Same here, userspace needs to be kept compatible. ip6tables doesn't have
revision support currently, so the only way would be to add it. I know
Harald had some unfinished work for adding x_tables support (probably
including revision support for ip6tables) for userspace. I've CCed him,
maybe you can pick up on his work.

He's quite busy these days though, so it might take some time. If you
want to split of the printk logbuffer patch I would already submit it
for 2.6.18, its a good idea for netconsole independant of any xtables
unification.

Re: ipt_LOG and friends. Question

[Patrick McHardy]

Joakim Axelsson wrote:
> I am writing myself a new/better ipt_LOG (or xt_LOG). I won't go into why i
> am not using ULOG. Its not the point here so.
> 
> Is there some special reason to call printk() in the logging code for every
> little piece of info. This gives a problem when using "Networking console
> logging support" (the netconsole module). Each printk will result in one
> line of log (one UDP-packet) leaving the reiceving syslog-daemon on another
> machine puting several lines of log for each log.
> 
> Also, there is a lock so only one can enter the dump_packet -code in order
> to not get two packets logging at the same time. Locks are costly.

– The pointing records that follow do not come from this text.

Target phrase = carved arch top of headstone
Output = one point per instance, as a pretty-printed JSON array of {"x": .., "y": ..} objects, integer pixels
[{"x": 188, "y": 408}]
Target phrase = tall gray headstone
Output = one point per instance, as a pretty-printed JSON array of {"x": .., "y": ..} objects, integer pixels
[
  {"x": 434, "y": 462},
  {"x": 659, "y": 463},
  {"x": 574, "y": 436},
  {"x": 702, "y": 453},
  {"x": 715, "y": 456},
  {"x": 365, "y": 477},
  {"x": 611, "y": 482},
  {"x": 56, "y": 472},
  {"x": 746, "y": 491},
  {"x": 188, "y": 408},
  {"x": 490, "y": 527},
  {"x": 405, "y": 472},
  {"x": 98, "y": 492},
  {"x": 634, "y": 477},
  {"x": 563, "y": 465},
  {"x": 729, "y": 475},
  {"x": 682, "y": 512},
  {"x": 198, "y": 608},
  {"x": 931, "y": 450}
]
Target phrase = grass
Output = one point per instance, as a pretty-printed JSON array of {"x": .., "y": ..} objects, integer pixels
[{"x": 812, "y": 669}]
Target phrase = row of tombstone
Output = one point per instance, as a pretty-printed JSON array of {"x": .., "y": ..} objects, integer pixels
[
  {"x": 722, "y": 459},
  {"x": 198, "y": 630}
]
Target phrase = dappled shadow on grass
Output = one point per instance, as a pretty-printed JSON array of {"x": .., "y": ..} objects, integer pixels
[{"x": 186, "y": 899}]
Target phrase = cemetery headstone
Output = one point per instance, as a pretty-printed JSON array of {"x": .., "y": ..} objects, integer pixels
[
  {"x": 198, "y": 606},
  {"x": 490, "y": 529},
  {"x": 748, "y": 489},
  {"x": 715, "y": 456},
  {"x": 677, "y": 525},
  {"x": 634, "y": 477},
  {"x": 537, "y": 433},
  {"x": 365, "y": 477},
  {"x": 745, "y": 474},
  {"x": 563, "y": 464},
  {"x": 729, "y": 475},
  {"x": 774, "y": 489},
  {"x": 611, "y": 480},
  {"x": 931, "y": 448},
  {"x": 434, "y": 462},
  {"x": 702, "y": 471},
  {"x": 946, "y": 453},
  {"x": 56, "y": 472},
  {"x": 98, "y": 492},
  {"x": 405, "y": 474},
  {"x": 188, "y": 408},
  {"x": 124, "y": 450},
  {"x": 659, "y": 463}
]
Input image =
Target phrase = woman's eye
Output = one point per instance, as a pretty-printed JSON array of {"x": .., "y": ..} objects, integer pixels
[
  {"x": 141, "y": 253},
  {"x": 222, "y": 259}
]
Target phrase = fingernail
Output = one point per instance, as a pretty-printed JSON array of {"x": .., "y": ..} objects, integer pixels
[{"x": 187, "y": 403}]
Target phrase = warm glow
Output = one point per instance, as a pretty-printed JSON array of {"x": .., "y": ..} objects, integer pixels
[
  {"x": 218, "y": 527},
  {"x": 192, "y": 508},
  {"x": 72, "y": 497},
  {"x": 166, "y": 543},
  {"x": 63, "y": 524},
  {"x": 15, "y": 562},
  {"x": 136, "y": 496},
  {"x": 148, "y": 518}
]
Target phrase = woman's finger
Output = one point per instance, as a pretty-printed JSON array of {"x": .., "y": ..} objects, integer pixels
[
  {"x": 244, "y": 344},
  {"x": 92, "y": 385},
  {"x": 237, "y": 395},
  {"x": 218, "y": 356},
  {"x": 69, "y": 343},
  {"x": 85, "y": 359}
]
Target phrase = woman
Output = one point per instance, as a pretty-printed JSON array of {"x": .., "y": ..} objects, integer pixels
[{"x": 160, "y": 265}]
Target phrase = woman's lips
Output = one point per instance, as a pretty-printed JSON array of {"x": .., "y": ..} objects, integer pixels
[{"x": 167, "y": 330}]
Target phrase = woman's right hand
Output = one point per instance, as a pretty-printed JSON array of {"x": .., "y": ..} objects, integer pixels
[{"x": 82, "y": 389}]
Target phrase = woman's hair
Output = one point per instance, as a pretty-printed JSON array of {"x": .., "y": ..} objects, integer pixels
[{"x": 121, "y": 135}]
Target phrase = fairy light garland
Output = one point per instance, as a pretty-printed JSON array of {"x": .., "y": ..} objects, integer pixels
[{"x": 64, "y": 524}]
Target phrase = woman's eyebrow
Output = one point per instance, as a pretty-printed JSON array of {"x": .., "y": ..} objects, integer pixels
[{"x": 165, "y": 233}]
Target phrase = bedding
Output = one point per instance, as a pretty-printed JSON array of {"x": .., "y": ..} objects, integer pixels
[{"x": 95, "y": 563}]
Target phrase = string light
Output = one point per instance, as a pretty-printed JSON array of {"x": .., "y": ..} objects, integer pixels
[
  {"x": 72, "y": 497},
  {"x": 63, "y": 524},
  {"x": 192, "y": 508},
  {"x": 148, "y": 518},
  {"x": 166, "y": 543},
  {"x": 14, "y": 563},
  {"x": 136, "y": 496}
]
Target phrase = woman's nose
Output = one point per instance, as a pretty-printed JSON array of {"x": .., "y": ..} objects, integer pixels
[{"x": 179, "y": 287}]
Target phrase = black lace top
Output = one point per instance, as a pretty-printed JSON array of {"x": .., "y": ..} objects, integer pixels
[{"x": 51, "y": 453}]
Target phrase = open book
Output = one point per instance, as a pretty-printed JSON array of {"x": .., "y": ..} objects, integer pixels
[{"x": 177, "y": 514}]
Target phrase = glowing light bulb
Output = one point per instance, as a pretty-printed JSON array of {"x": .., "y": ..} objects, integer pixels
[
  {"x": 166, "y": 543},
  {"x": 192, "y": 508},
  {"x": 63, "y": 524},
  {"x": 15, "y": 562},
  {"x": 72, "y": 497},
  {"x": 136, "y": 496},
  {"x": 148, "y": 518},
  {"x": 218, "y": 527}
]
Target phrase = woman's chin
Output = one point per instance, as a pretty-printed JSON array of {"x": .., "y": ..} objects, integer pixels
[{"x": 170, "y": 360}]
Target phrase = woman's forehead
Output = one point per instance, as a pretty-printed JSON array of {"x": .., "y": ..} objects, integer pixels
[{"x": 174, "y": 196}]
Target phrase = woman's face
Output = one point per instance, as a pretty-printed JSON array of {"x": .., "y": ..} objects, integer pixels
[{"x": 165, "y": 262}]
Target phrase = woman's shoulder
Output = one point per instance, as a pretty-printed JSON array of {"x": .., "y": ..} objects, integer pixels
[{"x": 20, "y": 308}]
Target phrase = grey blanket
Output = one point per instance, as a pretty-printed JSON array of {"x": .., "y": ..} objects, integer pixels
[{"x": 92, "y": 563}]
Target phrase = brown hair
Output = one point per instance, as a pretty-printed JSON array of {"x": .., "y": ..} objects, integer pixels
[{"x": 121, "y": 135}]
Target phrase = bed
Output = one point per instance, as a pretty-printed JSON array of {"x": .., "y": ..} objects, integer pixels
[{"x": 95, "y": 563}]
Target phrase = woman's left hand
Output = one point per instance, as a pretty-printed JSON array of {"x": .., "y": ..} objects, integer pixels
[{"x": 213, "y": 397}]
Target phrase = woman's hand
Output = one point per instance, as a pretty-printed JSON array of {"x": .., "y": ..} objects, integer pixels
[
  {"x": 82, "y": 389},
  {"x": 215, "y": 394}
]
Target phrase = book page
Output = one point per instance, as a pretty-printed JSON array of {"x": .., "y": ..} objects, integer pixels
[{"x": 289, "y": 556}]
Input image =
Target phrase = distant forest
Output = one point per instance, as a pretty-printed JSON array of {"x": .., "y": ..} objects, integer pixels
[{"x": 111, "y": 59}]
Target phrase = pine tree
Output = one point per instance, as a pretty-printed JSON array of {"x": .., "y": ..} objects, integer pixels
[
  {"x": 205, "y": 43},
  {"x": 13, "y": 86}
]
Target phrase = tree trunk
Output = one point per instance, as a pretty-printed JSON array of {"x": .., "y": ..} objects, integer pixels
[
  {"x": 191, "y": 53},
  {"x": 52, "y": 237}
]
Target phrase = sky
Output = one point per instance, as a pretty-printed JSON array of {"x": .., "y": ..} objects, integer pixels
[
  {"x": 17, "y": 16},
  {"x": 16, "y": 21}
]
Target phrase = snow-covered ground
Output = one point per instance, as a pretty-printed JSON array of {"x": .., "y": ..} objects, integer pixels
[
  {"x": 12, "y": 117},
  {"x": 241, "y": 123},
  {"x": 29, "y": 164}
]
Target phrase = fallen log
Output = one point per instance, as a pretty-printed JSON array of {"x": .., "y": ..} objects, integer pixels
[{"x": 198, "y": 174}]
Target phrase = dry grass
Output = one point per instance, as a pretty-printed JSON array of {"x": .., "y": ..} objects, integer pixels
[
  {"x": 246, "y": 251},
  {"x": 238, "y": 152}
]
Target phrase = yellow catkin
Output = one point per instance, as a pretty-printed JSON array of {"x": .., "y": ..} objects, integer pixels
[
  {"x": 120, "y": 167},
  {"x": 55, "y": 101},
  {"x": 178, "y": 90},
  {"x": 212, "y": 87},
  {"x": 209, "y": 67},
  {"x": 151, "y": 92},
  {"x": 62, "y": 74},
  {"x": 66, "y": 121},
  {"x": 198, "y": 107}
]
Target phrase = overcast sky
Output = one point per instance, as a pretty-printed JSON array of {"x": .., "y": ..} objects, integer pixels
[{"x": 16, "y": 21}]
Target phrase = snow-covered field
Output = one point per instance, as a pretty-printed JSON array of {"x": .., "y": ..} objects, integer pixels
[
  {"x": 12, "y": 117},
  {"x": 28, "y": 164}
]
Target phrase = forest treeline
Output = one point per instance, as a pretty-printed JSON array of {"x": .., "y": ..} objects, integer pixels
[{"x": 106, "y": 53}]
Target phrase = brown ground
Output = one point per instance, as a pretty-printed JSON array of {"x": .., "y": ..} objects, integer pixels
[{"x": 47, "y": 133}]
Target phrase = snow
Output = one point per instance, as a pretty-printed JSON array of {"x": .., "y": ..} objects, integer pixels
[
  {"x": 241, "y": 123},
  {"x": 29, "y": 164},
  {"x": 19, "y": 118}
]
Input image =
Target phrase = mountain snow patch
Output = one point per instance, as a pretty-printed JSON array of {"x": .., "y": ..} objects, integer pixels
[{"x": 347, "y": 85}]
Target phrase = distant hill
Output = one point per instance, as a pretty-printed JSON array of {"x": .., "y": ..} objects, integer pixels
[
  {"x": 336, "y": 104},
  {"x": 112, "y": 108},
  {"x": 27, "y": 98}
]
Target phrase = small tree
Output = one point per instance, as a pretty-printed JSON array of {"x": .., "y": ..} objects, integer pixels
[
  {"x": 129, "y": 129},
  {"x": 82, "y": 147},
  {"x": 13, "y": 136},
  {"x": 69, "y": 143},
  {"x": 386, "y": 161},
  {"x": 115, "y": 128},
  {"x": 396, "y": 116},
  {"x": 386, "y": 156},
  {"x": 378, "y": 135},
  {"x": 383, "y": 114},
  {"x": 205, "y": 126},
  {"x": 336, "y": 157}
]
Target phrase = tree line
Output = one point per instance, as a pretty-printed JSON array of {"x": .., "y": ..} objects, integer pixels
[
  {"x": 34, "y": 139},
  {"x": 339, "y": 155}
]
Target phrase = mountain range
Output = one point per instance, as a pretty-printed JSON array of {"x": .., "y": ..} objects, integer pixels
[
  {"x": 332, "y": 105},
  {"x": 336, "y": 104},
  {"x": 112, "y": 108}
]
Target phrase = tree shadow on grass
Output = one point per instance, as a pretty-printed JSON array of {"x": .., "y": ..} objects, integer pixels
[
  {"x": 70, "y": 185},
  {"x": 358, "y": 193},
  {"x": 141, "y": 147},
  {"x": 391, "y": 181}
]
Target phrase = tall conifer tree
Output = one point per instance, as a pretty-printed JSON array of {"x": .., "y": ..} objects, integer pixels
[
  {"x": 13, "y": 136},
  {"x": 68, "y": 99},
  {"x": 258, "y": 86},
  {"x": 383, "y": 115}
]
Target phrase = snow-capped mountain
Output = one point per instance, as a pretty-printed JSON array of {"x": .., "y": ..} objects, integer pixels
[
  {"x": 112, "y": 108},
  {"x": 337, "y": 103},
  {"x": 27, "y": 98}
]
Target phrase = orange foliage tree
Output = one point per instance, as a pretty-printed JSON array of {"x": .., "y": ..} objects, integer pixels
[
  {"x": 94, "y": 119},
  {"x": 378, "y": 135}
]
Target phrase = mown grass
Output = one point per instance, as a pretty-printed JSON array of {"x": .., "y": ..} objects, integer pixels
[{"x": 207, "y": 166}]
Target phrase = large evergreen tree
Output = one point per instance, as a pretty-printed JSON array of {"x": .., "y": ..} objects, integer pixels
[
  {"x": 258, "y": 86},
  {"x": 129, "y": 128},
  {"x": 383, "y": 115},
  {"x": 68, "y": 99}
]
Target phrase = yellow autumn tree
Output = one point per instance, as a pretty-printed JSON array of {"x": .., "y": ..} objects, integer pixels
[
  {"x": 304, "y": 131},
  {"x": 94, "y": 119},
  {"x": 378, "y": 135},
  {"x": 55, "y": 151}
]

Logging to the ring buffer is not really very suitable for anything but
debugging anyway.

> What so wrong with using a buffer of say around 1024 chars and a strcat-like
> function (but smarter) keeping track of where to write next and not buffer
> overflowing. And finally printk().

That sounds like a good idea. Would you care to send a patch?

> Like:
> 
> #define MAXLEN 1016
>
> struct log_buffer {
> 	char log[MAXLEN]
> 	char *ptr
> }
> 
> /* sizeof(log_buffer) <= 1024, even in 64bits */
> 
> int printlog(struct log_buffer *b, char *fmt, ...) 
> {
> 	if (b->ptr + bytes need writing > log + MAXLEN) {
> 		return error
> 	else {
> 		add string to b->ptr
> 		update b->ptr for next call
> 	}
> }
> 
> 
> This struct should need allocated on stack. This might be a bad idea steal
> that much memory on stack? So we could GPF_ATOMIC allocate it or use one
> global and lock it. I think however that locking is more expensive than
> memory alloc. 

We can't use that much space on the stack, but you can simply keep
the current lock around and use a global structure.